Monday, April 14, 2008

Dick Gregory Place on the brink of devestation!

The Wagoner Place National Register Historic District is less than a year old, but the real question now is will it survive. Almost half of the single family homes on Dick Gregory Place are not only abandoned, but are in such a severe state of decay that without intervention within the next year or so, they will likely not survive.
1702 Dick Gregory Place
(all photos this post from the Geo St. Louis website)

1702 Dick Gregory Place - rear

The Wagoner Place Historic District was listed on the National Register on December 19, 2007. The district is composed of the 1700-1900 blocks of Dick Gregory Place running north from Martin Luther King, and single block (4600 block) of five streets to the west of Dick Gregory: Aldine, Cote Brilliante, Leduc, the north side of MLK & the south side of North Market. The agenda from the April 2007 Preservation Board meeting where the nomination process began can be found here.

1704 Dick Gregory Place

1704 Dick Gregory Place - rear

The home below doesn't look too bad from the front, or initially from the rear. Then I noticed that the stair visible through the open door is collapsing, indicating that there is more serious damage than is immediately visible from the exterior.
1710 Dick Gregory Place

1710 Dick Gregory Place - rear

In July of last year, two of the buildings on Martin Luther King Dr. were targeted for demolition. The doctor's building at the northwest corner of Dick Gregory and MLK, originally built as a two family house was almost lost as demolition began at the rear of the building without a permit. Luckily a resident reported the work, and it was stopped. The Preservation Board denied the application made by the neighboring church which wanted to demolish the building for parking. The agenda from that meeting item can be found here. The building is now owned by LRA, and the questions remains as to what will happen to it.
4635-37 Dr. Martin Luther King Drive
4635-37 Dr. Martin Luther King Drive -rear

At the same July 2007 meeting of the Preservation Board, the beautiful three story building at the opposite end of the same block at the intersection of MLK and Marcus was listed in a request to demolish 33 buildings scattered through the larger Ville Local City Historic District. The request was made by 4th Ward Alderman Sam Moore. The agenda for this item can be found here.
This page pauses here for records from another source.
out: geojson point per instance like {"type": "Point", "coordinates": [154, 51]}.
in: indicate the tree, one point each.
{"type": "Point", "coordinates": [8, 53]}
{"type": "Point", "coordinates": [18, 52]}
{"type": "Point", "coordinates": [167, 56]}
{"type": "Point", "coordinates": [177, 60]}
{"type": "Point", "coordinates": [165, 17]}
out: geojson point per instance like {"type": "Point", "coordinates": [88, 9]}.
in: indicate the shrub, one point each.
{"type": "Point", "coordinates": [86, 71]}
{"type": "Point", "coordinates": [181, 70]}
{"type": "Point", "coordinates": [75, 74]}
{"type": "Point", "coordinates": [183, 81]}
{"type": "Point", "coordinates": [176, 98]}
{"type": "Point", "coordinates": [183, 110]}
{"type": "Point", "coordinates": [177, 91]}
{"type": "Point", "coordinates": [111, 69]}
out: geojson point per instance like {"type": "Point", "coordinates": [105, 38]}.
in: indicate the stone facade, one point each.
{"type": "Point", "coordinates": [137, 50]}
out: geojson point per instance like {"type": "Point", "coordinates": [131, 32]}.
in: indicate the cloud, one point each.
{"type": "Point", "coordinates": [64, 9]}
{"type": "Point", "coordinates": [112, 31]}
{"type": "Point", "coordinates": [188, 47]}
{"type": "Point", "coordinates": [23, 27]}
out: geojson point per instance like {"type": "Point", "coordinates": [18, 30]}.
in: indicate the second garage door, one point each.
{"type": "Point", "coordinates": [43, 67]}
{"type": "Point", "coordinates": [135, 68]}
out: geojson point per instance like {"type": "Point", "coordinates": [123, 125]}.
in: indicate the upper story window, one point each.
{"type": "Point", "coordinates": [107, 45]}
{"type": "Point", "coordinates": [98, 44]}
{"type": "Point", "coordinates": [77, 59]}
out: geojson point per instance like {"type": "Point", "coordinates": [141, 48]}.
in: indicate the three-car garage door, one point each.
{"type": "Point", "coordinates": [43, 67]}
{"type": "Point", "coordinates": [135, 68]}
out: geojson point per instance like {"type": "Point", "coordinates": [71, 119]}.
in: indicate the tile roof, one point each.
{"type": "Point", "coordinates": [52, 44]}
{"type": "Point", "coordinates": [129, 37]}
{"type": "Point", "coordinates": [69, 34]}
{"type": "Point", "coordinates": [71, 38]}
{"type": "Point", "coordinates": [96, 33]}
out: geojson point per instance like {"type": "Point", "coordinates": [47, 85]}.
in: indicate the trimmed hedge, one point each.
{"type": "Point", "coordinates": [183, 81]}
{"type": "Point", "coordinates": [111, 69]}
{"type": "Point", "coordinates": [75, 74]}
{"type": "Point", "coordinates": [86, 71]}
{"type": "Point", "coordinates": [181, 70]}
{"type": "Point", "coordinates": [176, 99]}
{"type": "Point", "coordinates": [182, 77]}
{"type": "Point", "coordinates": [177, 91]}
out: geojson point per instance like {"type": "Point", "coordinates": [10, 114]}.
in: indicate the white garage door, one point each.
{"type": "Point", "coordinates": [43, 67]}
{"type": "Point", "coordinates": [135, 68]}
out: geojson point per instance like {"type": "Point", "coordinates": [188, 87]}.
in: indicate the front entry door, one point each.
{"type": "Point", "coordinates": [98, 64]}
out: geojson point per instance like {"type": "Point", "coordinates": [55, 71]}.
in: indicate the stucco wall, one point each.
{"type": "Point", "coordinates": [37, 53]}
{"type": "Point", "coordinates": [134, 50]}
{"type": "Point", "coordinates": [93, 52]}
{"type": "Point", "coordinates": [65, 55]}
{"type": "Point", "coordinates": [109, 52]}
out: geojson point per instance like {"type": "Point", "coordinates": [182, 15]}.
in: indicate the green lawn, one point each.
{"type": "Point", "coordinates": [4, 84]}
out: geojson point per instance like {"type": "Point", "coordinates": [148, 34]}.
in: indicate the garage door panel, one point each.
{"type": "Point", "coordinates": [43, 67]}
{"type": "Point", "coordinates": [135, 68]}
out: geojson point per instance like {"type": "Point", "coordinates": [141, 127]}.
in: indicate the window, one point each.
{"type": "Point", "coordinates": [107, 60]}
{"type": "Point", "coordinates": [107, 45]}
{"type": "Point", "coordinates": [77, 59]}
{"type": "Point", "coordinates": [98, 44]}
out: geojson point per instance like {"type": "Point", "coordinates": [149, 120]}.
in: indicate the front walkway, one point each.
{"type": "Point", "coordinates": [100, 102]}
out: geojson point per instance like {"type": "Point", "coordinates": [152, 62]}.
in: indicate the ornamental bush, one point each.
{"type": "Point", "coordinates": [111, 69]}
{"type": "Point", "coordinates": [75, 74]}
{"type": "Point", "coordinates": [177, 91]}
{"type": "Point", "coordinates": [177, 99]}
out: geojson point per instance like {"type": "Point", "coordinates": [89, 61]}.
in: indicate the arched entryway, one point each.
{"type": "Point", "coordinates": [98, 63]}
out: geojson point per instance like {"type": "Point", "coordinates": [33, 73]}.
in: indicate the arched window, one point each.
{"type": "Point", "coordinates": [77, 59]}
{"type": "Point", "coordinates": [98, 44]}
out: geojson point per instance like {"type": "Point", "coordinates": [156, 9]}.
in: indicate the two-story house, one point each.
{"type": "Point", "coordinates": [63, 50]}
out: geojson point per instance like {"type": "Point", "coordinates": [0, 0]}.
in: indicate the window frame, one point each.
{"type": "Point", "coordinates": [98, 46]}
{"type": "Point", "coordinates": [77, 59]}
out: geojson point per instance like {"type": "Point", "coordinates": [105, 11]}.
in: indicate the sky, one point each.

One of the larger buildings in the immediate area, the storefront and apartment building is an extremely important asset to both the local and (then pending) national districts, and rightly so the board ruled against demolition. Several other demolitions were allowed due to the sever condition of some of the buildings. Again the future of this building at MLK and Marcus is in doubt. It is owned by LRA and while it is largely in stable condition, a large portion of the north wall of the third floor is missing, and with the building wide open like this, deterioration will be rapid.
4647 Dr. Martin Luther King Drive
4647 Dr. Martin Luther King Drive - rear

With all of these buildings owned by LRA and a historic district in place, you would think that the City would want to get someone interested in taking these buildings off their hands and renovating them using historic tax credits, right? Yet I checked the RFPs on the City's web site, and there are no RFPs for this district, or in the Ville neighborhood, or in the entire 4th Ward! This is inexcusable! ... and they say the Team 4 plan is fiction??!! ... makes you wonder doesn't it. I hope I am missing something here and that someone is actually looking at putting together a plan to save Wagoner Place... but somehow I doubt it. This is one of those cases where the City needs to step in and spend a little of their demolition pot of $$ doing some desperately needed triage. Doug Duckworth recently posted a nice set of additional photos of Wagoner Place on Flickr which inspired me to do this post.



1 comment:

  1. I keep looking at this and I'm just speechless. I'm of half a mind to take it to one of Gregory's kin that I know well ... can't think of what good would come of it.

    What waste. What poverty. Not of economic poverty of the people living there, or of those who own the buildings, but of the rest of the society that just sits and watches it go without a care.